A software copy protection system employing a shared higher level of
privilege is composed of two parts; the hardware privilege support system
installed in the work station, and the floppy disks or other magnetic
medium which are used to transport the software from the vendor to the
user. The floppy disk and the support hardware are modified by the first
attempt to use the software on the disk. These modifications make the fact
that the disk has been loaded detectable.
Disks which are used with this system are prepared by creating two kinds of
marks on the disk which are not producible by conventional disk drives but
which can be detected by them. These marks are in the form of the absence
of material which can have its magnetization changed by a disk drive write
head (the medium coating is either absent or replaced with higher
coercivity material) and in the form of domains which cannot be created by
conventional disk drive write heads (for instance a region in which the
orientation of the domain remains unchanged for distances large enough to
cause a loss of synchronization in the disk system).
For the remainder of this description, marks which are made by modifying
the medium will be referred to as MM marks, and marks which are made by
the creation of a domain pattern will be referred to as DP marks.
Both these marks have properties such as location and extent, which can be
used to encode information. The location and extent of the DP marks and
the location and extent of the MM marks can be detected by use of
appropriate procedures on conventional disk drives.
The location within a given sector of the DP type of mark may be found by
reading a sector twice, and comparing the results of the two read
operations. Since DP marked sectors do not contain the transitions needed
by the disk control system to keep its clock synchronized, the two read
operation will reliably show different data in the portion of the sector
which follows the beginning of the DP mark. The location of the DP mark
found by this method is approximately reproducible within limits set by
the hardware in the disk system.
The marks made by modifying the magnetic medium are detected by a sequence
of operations. First, a pattern of domains such that some domain
transitions coincide with the MM marks is written to the sector containing
the marks. The sector is then read, and the results of the read operation
are compared with the result expected given the write operation if the
sector had been unmarked. The location and extent of the marks can be
derived from the results of this comparison.

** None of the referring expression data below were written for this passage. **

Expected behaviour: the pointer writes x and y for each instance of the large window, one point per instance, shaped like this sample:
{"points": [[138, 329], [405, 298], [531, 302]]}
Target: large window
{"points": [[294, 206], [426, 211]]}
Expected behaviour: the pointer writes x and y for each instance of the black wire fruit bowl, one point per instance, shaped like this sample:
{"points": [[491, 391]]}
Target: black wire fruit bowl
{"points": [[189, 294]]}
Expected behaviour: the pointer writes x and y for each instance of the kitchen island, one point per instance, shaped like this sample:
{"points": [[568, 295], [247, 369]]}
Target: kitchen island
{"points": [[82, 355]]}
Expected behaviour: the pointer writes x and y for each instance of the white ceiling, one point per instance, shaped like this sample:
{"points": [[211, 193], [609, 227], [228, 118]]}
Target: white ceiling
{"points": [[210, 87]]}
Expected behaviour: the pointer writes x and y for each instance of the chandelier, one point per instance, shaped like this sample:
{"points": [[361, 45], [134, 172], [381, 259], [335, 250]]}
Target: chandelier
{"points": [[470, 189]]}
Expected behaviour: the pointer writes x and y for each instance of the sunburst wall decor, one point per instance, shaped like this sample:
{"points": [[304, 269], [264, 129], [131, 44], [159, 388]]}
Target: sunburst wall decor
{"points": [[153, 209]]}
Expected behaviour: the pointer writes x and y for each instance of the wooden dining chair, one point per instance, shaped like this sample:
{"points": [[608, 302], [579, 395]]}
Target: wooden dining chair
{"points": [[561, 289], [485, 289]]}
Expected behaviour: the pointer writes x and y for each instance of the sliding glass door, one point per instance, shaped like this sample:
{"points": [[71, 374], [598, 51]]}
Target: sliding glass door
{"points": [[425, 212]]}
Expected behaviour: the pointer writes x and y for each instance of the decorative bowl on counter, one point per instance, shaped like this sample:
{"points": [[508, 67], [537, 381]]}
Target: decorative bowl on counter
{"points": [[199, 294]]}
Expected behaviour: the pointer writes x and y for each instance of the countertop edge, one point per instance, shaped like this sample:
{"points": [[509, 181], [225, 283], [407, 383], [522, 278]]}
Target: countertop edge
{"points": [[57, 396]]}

The MM marks can be "written" on the disk by laser photodecomposition
ablation as described in previously referenced patent application Ser. No.
06-567,294. DP marks may then be made over MM marks by moving a formatted
disk through a uniform magnetic field of width approximately equal to the
width of a sector, so that sectors with MM marks are swept by the magnetic
field. A band of large magnetic domains is thus created across the disk.
The disk is then reformatted on all the tracks except those containing MM
marks.
A disk treated this way would then contain both kinds of marks, with the DP
marks covering the MM marks.
It is important to note that the operations required to "read" the MM marks
are exactly the kind which will destroy the DP kind of marks. That is, the
act of writing a pattern onto a sector will create domains on the disk
which will support the synchronization in the disk system.
On a protected disk, the DP marks are made over a sector containing the MM
marks. This is done in order to insure that the DP mark will be destroyed
by reading the MM marks which lie "below" it. Any domain structure which
both cannot be made by a conventional drive and which can be measured in
some way by a read operations can be used for this purpose.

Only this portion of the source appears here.